NRAMA: Because it’s energy?
EVS: Because if it’s energy, and if it’s black energy, it’s the absence of light. It should not be able to reflect light back. They should always be a black silhouette. And then I did a couple of sketches and showed them to Geoff, and Geoff liked them.
And then I thought, that symbol on their chest should be kind of like, since they’re this intergalactic police force, those are the badges. They should also perhaps work like sirens, so that they can jump off a Green Lantern’s chest and be three-dimensional like a hologram, and be seen from any angle and by any alien that’s around so they know what they’re dealing with. They’re about to deal with the Green Lanterns. And maybe it would flash and make noise when the Green Lanterns were racing to the scene. And it just opened up this whole new look, this whole new way of thinking about the Green Lanterns visually. And it’s way different. I mean, it’s different than what people have seen in the past. I think it helped to propel the book to a new audience.

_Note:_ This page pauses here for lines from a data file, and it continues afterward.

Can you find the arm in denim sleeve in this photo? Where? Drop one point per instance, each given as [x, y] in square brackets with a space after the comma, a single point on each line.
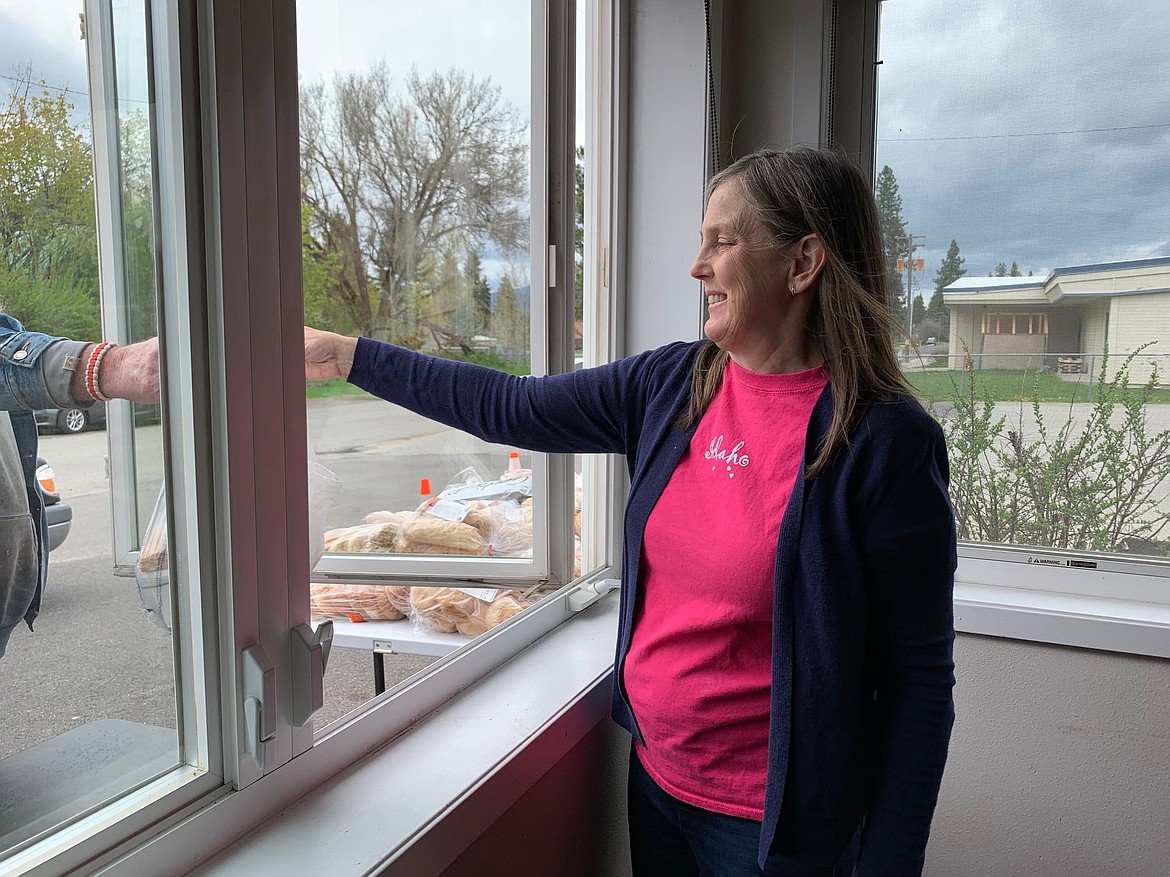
[33, 368]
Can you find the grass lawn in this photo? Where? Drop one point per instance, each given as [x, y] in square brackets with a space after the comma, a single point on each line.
[938, 385]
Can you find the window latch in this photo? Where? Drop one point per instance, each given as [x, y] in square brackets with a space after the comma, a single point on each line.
[310, 655]
[259, 704]
[591, 592]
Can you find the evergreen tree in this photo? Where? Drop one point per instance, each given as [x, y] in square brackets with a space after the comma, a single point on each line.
[481, 292]
[579, 236]
[893, 236]
[950, 269]
[508, 320]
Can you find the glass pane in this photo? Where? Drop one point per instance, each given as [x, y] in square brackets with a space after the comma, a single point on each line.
[1024, 200]
[137, 225]
[417, 158]
[89, 696]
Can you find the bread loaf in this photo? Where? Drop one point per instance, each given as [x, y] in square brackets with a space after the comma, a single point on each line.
[427, 534]
[357, 602]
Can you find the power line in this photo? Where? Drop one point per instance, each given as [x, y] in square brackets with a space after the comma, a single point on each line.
[68, 90]
[1033, 133]
[43, 84]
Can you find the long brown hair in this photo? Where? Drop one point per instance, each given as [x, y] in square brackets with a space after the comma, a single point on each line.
[803, 191]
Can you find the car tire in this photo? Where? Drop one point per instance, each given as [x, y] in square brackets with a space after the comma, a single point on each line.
[73, 420]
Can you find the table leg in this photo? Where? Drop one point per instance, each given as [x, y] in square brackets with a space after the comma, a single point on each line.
[379, 672]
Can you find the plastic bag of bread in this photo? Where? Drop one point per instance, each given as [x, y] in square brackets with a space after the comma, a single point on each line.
[152, 574]
[503, 526]
[442, 608]
[355, 602]
[506, 606]
[428, 534]
[364, 538]
[453, 609]
[385, 517]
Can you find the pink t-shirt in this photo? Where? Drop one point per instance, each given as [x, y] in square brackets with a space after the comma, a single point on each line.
[699, 669]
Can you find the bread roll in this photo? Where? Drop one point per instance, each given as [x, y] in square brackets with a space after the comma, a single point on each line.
[357, 602]
[427, 534]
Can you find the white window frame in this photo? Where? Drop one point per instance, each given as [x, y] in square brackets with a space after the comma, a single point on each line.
[1120, 606]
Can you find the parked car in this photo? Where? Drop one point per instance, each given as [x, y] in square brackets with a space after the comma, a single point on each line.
[78, 420]
[57, 512]
[70, 420]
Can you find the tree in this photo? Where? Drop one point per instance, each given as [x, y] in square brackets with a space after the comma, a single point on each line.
[950, 269]
[48, 247]
[895, 243]
[481, 292]
[398, 177]
[509, 322]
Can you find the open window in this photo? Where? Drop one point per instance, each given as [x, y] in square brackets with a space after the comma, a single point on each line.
[1044, 284]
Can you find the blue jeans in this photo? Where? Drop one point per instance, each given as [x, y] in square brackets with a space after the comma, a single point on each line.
[672, 838]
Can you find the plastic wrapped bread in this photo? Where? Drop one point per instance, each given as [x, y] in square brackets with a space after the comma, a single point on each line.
[364, 537]
[451, 609]
[427, 534]
[357, 602]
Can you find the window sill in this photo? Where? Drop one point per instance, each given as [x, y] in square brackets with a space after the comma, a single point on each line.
[418, 801]
[1092, 622]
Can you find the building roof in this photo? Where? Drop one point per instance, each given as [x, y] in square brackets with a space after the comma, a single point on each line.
[1141, 276]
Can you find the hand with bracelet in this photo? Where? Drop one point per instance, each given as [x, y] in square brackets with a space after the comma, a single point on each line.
[109, 371]
[45, 371]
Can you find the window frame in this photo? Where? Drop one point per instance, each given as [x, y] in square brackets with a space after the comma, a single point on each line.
[1120, 606]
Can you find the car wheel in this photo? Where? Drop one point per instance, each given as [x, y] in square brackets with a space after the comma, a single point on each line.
[73, 420]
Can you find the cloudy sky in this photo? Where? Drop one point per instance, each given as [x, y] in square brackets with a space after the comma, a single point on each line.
[1037, 131]
[1029, 131]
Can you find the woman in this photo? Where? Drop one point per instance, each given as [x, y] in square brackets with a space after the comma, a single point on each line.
[784, 654]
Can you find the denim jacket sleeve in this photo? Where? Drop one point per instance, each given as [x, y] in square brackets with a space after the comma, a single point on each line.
[32, 368]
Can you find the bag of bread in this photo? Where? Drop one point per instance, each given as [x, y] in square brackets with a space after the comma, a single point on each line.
[152, 572]
[352, 602]
[507, 605]
[470, 612]
[363, 538]
[428, 534]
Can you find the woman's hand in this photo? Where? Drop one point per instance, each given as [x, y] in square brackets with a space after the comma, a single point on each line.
[328, 354]
[126, 372]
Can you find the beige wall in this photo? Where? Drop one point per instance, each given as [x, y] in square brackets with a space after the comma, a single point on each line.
[1064, 324]
[964, 333]
[1059, 765]
[1012, 351]
[1136, 320]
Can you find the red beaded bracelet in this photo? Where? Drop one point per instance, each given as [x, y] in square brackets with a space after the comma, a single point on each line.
[91, 367]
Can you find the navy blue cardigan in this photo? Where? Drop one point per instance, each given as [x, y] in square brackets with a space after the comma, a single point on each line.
[861, 705]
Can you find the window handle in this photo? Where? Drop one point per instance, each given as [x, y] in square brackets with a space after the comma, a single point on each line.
[591, 592]
[259, 704]
[310, 655]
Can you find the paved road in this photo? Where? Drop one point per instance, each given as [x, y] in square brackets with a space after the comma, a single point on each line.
[93, 654]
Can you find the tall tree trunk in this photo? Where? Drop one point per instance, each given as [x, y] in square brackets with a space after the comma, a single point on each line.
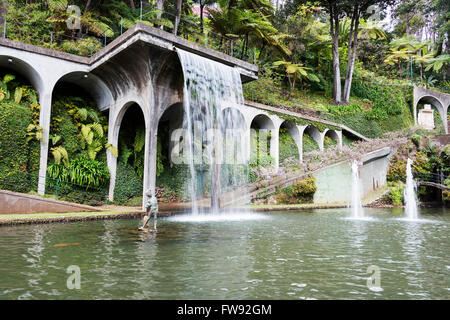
[351, 58]
[334, 30]
[86, 9]
[178, 17]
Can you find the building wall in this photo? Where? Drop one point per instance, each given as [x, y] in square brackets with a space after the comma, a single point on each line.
[334, 184]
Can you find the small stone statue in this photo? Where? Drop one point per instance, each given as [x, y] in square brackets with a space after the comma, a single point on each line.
[151, 206]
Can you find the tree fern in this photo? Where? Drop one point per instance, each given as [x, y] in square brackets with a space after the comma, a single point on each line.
[18, 93]
[57, 5]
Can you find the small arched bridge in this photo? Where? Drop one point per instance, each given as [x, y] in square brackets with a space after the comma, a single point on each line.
[441, 101]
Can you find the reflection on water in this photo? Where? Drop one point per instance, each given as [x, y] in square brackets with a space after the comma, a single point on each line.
[283, 255]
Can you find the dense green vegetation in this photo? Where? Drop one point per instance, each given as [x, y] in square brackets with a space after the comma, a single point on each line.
[429, 162]
[329, 59]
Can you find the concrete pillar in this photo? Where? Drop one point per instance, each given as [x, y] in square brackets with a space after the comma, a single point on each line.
[151, 141]
[45, 101]
[301, 130]
[113, 138]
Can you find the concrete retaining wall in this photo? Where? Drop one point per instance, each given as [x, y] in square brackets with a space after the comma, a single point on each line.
[13, 202]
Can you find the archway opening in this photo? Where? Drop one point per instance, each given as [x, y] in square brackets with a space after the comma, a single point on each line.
[288, 149]
[130, 161]
[434, 122]
[309, 143]
[260, 136]
[172, 173]
[331, 139]
[234, 162]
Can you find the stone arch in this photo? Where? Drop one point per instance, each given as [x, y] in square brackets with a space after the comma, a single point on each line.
[441, 101]
[314, 133]
[24, 69]
[295, 134]
[262, 125]
[169, 121]
[113, 138]
[335, 135]
[90, 83]
[168, 84]
[233, 128]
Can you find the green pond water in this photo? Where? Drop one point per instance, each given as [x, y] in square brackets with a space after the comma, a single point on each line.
[317, 254]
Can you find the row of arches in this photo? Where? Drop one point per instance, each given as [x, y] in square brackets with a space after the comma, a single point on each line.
[157, 122]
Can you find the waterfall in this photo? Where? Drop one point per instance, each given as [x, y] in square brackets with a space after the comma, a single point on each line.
[212, 97]
[410, 193]
[356, 206]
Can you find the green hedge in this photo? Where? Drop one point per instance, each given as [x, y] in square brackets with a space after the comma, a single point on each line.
[17, 157]
[287, 146]
[128, 184]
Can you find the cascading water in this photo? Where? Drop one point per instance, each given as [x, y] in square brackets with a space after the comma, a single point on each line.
[410, 193]
[212, 95]
[356, 206]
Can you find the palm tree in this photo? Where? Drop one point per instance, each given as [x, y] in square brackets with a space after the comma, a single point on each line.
[437, 63]
[295, 71]
[422, 60]
[396, 56]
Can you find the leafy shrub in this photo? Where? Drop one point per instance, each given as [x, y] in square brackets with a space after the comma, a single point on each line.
[128, 184]
[416, 139]
[396, 170]
[82, 171]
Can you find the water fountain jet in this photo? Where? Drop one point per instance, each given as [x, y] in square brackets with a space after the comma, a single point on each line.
[356, 206]
[410, 193]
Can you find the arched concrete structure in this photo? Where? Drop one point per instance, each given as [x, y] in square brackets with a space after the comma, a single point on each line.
[142, 67]
[296, 134]
[93, 85]
[266, 124]
[335, 135]
[315, 134]
[441, 101]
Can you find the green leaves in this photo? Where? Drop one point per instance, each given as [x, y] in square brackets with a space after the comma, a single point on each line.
[34, 132]
[81, 171]
[59, 153]
[8, 78]
[437, 63]
[18, 95]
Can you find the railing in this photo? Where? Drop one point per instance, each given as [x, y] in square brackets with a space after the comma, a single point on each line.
[25, 182]
[80, 44]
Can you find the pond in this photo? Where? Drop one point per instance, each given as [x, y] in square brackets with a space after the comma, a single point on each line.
[316, 254]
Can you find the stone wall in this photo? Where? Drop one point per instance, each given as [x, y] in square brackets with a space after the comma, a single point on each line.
[14, 202]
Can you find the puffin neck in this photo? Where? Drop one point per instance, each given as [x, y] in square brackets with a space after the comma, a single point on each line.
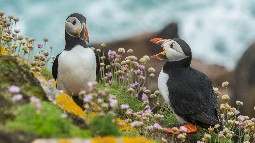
[73, 41]
[184, 63]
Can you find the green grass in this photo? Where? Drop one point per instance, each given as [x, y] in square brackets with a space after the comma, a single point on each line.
[123, 96]
[104, 125]
[47, 123]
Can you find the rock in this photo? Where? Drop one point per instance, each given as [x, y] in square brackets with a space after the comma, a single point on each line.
[11, 73]
[244, 81]
[141, 46]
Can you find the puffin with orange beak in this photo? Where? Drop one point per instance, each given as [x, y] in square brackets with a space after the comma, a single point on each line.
[188, 92]
[77, 65]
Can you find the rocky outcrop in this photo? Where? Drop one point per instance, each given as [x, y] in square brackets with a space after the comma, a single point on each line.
[244, 81]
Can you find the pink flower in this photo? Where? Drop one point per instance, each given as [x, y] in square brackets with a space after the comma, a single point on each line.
[144, 97]
[34, 99]
[158, 116]
[157, 126]
[124, 106]
[87, 98]
[64, 115]
[136, 124]
[14, 89]
[16, 30]
[17, 97]
[39, 45]
[183, 129]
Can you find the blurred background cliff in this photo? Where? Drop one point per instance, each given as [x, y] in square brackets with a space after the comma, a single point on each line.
[221, 34]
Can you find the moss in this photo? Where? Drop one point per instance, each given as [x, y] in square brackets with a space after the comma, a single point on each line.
[104, 125]
[47, 123]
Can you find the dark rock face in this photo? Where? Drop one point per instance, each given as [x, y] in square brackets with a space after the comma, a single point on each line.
[244, 81]
[141, 46]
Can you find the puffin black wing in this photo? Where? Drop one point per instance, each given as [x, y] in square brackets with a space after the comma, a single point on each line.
[192, 97]
[55, 68]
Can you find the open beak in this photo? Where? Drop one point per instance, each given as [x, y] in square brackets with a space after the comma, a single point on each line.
[86, 33]
[161, 55]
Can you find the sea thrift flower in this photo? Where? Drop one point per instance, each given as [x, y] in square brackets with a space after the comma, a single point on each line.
[130, 51]
[124, 106]
[216, 90]
[144, 97]
[40, 45]
[225, 97]
[103, 45]
[88, 98]
[121, 50]
[16, 30]
[181, 137]
[34, 100]
[239, 103]
[64, 115]
[151, 70]
[158, 116]
[98, 50]
[183, 129]
[137, 124]
[225, 84]
[17, 97]
[14, 89]
[108, 74]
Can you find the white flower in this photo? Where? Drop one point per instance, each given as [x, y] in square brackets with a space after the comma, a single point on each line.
[183, 129]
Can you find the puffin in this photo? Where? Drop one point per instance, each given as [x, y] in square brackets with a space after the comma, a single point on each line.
[188, 92]
[77, 64]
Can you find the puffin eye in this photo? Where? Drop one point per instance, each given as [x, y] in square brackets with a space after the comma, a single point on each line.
[74, 22]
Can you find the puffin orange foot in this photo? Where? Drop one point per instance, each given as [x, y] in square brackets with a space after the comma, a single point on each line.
[191, 128]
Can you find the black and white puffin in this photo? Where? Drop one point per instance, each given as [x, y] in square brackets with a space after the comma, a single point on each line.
[188, 92]
[77, 64]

NRAMA: Because it was so unique looking…
EVS: It just suddenly seemed so fresh. And the more you think about that, the more excited you can get about working on a Green Lantern book. The possibilities don’t just lie within, you know, “My ring can make anything. It can make a herd of green elephants.” A herd of green elephants? That’s actually boring. You know, there’s not a whole lot that you can do with that at the end of the day — it’s still just a green elephant. When you really think of the idea that these guys are an intergalactic police force and they’re just full of energy and individuality, and they abide by this code, this oath. I get goosebumps. I get excited about it. It’s so fun.
NRAMA: You’ve got it bad for these Green Lanterns, Ethan.
EVS: I’ve never been so motivated by any comic book property before. I really haven’t.
I have to say, I hated the thing where the lantern logos shoot out of their chests now, until I read his explanation of it.